In a study published on Tuesday, which analysed data from the start of the pandemic to June this year, the Centre for Global Development estimates between 3.4 to 4.7 million people have died from the infection in the country.
It is the highest estimated death toll so far for the nation of 1.3 billion people, which was crippled by a ferocious wave of cases, fuelled by the more contagious Delta Variant, in April and May.
“True deaths are likely to be in the several millions, not hundreds of thousands, making this arguably India's worst human tragedy since partition and independence,” the research said.
Violent bloodshed followed the sub-continent’s partition in 1947 into Hindu-dominated India and Muslim-dominated Pakistan, with some estimates projecting up to two million people died in the sectarian crisis.
The country’s official death toll due to the virus is the third highest in the world, behind only Brazil (over 542,000) and the United States (over 609,000). India has logged the highest single-day rise in cases and deaths in the world - over 400,000 and 4,500 respectively.
But experts have doubted both the number of infections and the death toll that the health authorities have reported. A number of Indian states have revised their respective tolls recently, adding thousands of “backlog” deaths.
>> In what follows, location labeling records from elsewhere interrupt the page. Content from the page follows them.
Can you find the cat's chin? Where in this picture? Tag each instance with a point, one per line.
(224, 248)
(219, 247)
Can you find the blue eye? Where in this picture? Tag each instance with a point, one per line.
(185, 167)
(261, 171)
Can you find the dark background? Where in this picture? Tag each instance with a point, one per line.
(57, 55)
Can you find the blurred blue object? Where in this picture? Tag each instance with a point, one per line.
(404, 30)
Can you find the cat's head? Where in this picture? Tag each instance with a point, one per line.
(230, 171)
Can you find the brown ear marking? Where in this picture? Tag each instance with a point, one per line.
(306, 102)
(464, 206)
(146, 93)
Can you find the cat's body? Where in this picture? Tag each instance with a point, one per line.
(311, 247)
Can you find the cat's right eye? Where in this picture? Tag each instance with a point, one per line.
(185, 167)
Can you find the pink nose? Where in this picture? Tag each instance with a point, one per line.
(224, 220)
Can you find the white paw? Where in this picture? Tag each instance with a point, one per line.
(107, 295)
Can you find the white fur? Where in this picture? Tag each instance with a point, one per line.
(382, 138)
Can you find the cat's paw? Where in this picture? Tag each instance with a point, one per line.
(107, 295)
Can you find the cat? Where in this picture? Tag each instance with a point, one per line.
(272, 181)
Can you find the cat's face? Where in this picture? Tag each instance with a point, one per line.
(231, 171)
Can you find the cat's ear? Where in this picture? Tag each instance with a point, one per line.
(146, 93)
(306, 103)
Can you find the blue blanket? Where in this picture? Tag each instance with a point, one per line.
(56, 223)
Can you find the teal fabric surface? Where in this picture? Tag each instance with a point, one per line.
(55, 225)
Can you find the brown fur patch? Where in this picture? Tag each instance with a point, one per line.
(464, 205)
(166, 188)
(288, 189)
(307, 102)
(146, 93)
The Center for Global Development report was based on estimating "excess mortality", the number of extra people who died compared with pre-crisis figures.
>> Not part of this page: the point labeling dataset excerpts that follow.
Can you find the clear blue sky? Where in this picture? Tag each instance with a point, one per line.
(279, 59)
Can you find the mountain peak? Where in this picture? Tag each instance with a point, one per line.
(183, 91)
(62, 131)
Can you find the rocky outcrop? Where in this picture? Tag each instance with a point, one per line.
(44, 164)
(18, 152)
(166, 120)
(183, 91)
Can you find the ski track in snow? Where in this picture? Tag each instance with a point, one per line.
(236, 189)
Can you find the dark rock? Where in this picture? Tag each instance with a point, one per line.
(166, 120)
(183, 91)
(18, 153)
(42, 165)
The authors, including former chief economic advisor Arvind Subramanian, did this partly by analysing death registrations in some states as well as a recurring national economic study.
They also compared surveys of the spread of COVID-19 in India with international death rates.
The researchers, which also included a Harvard University expert, acknowledged that estimating mortality with statistical confidence was difficult.
"(But) all estimates suggest that the death toll from the pandemic is likely to be an order of magnitude greater than the official count," they said.
Christophe Guilmoto, a specialist in Indian demography at France's Research Institute for Development, this month estimated that the death toll was nearer 2.2 million by late May.
India's death rate per million was nearly half the world average and Guilmoto said "such a low figure contradicts the apparent severity of a crisis that has struck most Indian families across the country".
Guilmoto's team concluded that only one coronavirus death in seven was recorded.
A model by the US-based Institute for Health Metrics and Evaluation estimated that the COVID toll could be more than 1.25 million.
India's health ministry last month slammed The Economist magazine for publishing a story that said excess deaths were between five and seven times higher than the official toll, calling it "speculative" and "misinformed".
A World Health Organization (WHO) report in May said up to three times more people had died around the globe during the pandemic -- from coronavirus or other causes -- than indicated by official statistics.